The decisions of Ecclesiastical Councils were numerous and emphatic until the seventeenth century. Since that time interest taking has become common, ... but there is no record found anywhere of its direct approval by any ecclesiastical body. The Church has come to tolerate it but has never given it official approval.
A mere hint of encouragement to the usurer came from Calvin. In a letter, to a friend, he hesitatingly expressed opinions that have ever since been quoted in defense of the practice.
The changed conditions of the race in these last years are urged as a sufficient reason for annulling this law.
The prohibition of usury belonged to the past, the practice of usury is all but universal in the present, therefore they argue that usury is a part and a necessary part of our civilization and to revive the old prohibition would turn the world’s civilization backward and be as absurd as to now dispense with steam or electricity.

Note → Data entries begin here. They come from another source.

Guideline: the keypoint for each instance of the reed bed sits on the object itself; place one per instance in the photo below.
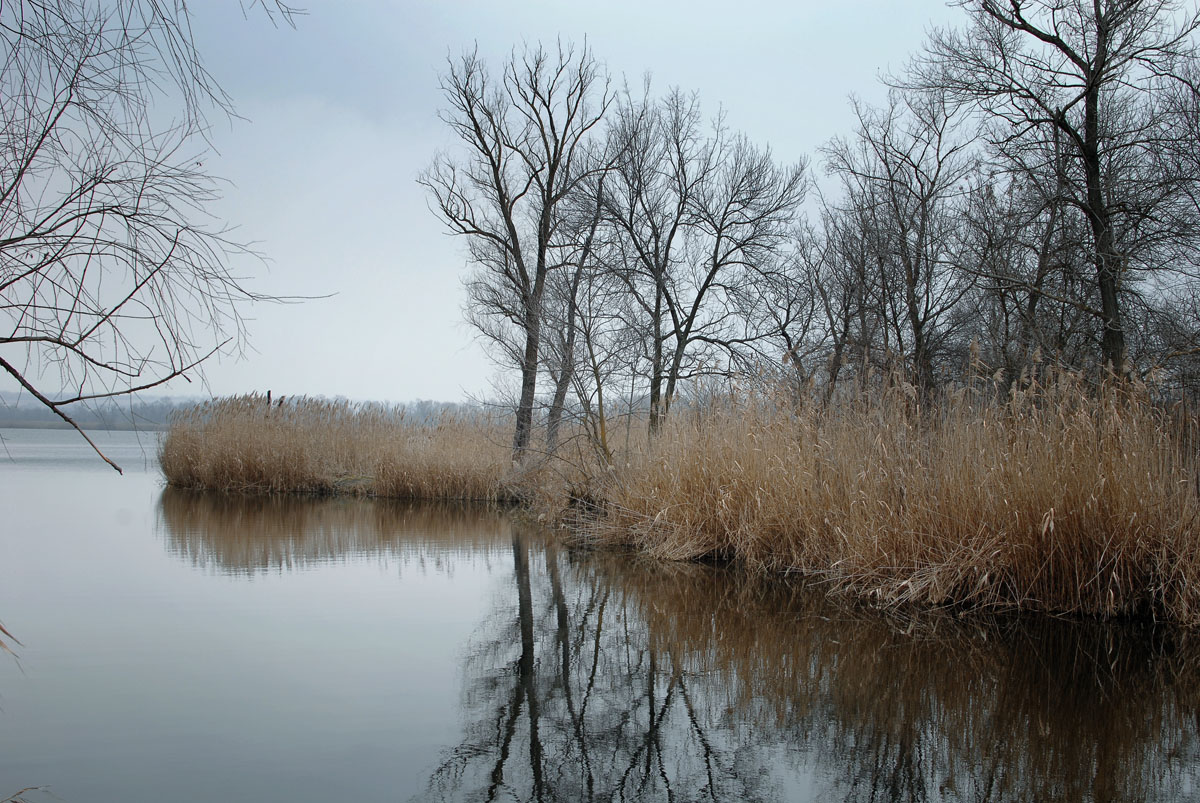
(1059, 497)
(306, 445)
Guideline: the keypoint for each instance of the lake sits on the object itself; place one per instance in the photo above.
(183, 646)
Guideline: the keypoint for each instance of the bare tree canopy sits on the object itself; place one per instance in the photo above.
(525, 133)
(1073, 88)
(112, 277)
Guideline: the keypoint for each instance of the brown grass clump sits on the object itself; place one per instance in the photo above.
(305, 445)
(1056, 499)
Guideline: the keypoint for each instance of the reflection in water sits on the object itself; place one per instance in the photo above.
(603, 677)
(252, 534)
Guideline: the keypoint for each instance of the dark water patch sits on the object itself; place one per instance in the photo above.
(239, 534)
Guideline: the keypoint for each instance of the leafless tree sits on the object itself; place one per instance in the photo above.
(903, 175)
(695, 214)
(113, 280)
(1085, 73)
(525, 132)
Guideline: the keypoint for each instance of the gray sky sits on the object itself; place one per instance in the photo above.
(341, 117)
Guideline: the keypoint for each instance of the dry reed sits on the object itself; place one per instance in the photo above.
(1060, 498)
(305, 445)
(1057, 498)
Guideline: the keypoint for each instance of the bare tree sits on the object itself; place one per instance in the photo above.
(525, 132)
(904, 175)
(1085, 72)
(112, 279)
(700, 220)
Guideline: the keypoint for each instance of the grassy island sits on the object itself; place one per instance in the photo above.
(1057, 498)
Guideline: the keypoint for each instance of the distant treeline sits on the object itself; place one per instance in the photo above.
(23, 412)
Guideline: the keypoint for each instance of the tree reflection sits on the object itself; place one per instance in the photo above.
(569, 700)
(605, 678)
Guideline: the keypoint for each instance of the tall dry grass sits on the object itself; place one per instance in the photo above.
(1059, 498)
(305, 445)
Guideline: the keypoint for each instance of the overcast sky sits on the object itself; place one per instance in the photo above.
(341, 115)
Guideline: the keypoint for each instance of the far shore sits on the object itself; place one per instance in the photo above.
(1057, 499)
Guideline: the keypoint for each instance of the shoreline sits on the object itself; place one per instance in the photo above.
(1057, 502)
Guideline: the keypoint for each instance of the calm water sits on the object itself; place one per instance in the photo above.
(196, 647)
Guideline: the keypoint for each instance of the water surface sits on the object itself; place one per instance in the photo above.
(195, 647)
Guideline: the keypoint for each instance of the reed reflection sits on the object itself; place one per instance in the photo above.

The Revision by the American Committee is the latest effort of scholarship to bring King James’ Version up to date by eliminating effete terms and using words in their modern sense.
The references to usury are here collated so as to give a general view of the question from the translations of the passages in this the latest Revision. The reader will notice that the modern word “interest” is substituted for “usury” in nearly every passage.
Exodus 22:25: “If thou lend money to any of my people with thee that is poor, thou shalt not be to him as a creditor; neither shall ye lay upon him interest.”
The practice of usury is so general, and it is apparently so fully approved and sanctioned by many of the most intelligent and virtuous of our people, that those who believe in its prohibition and are disposed to pessimism may be utterly discouraged. The whole commercial credit system built on this monstrous falsehood must either crumble or tumble.